Please consider bringing this New York Times column to the attention of your legislator and public health department.

Add that you would like them to get on board with the Environmental Working Group's Kid Safe Chemicals Act.

It’s Time to Learn From Frogs
By NICHOLAS D. KRISTOF
New York Times: June 27, 2009

Some of the first eerie signs of a potential health catastrophe came as bizarre deformities in water animals, often in their sexual organs.

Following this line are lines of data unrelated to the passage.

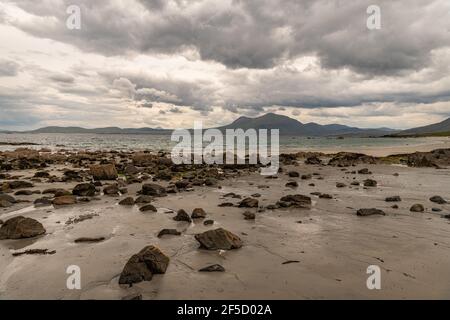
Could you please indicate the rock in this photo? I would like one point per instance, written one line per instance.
(104, 172)
(111, 190)
(291, 184)
(370, 183)
(89, 240)
(143, 199)
(142, 266)
(293, 174)
(198, 213)
(129, 201)
(152, 189)
(249, 203)
(249, 215)
(182, 216)
(148, 207)
(213, 268)
(21, 227)
(296, 200)
(370, 212)
(84, 190)
(438, 200)
(417, 208)
(218, 239)
(393, 199)
(64, 200)
(173, 232)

Frogs, salamanders and other amphibians began to sprout extra legs. In heavily polluted Lake Apopka, one of the largest lakes in Florida, male alligators developed stunted genitals.

In the Potomac watershed near Washington, male smallmouth bass have rapidly transformed into “intersex fish” that display female characteristics. This was discovered only in 2003, but the latest survey found that more than 80 percent of the male smallmouth bass in the Potomac are producing eggs.

Now scientists are connecting the dots with evidence of increasing abnormalities among humans, particularly large increases in numbers of genital deformities among newborn boys. For example, up to 7 percent of boys are now born with undescended testicles, although this often self-corrects over time. And up to 1 percent of boys in the United States are now born with hypospadias, in which the urethra exits the penis improperly, such as at the base rather than the tip.

Apprehension is growing among many scientists that the cause of all this may be a class of chemicals called endocrine disruptors. They are very widely used in agriculture, industry and consumer products. Some also enter the water supply when estrogens in human urine — compounded when a woman is on the pill — pass through sewage systems and then through water treatment plants.

These endocrine disruptors have complex effects on the human body, particularly during fetal development of males.

“A lot of these compounds act as weak estrogen, so that’s why developing males — whether smallmouth bass or humans — tend to be more sensitive,” said Robert Lawrence, a professor of environmental health sciences at the Johns Hopkins Bloomberg School of Public Health. “It’s scary, very scary.”

The scientific case is still far from proven, as chemical companies emphasize, and the uncertainties for humans are vast. But there is accumulating evidence that male sperm count is dropping and that genital abnormalities in newborn boys are increasing. Some studies show correlations between these abnormalities and mothers who have greater exposure to these chemicals during pregnancy, through everything from hair spray to the water they drink.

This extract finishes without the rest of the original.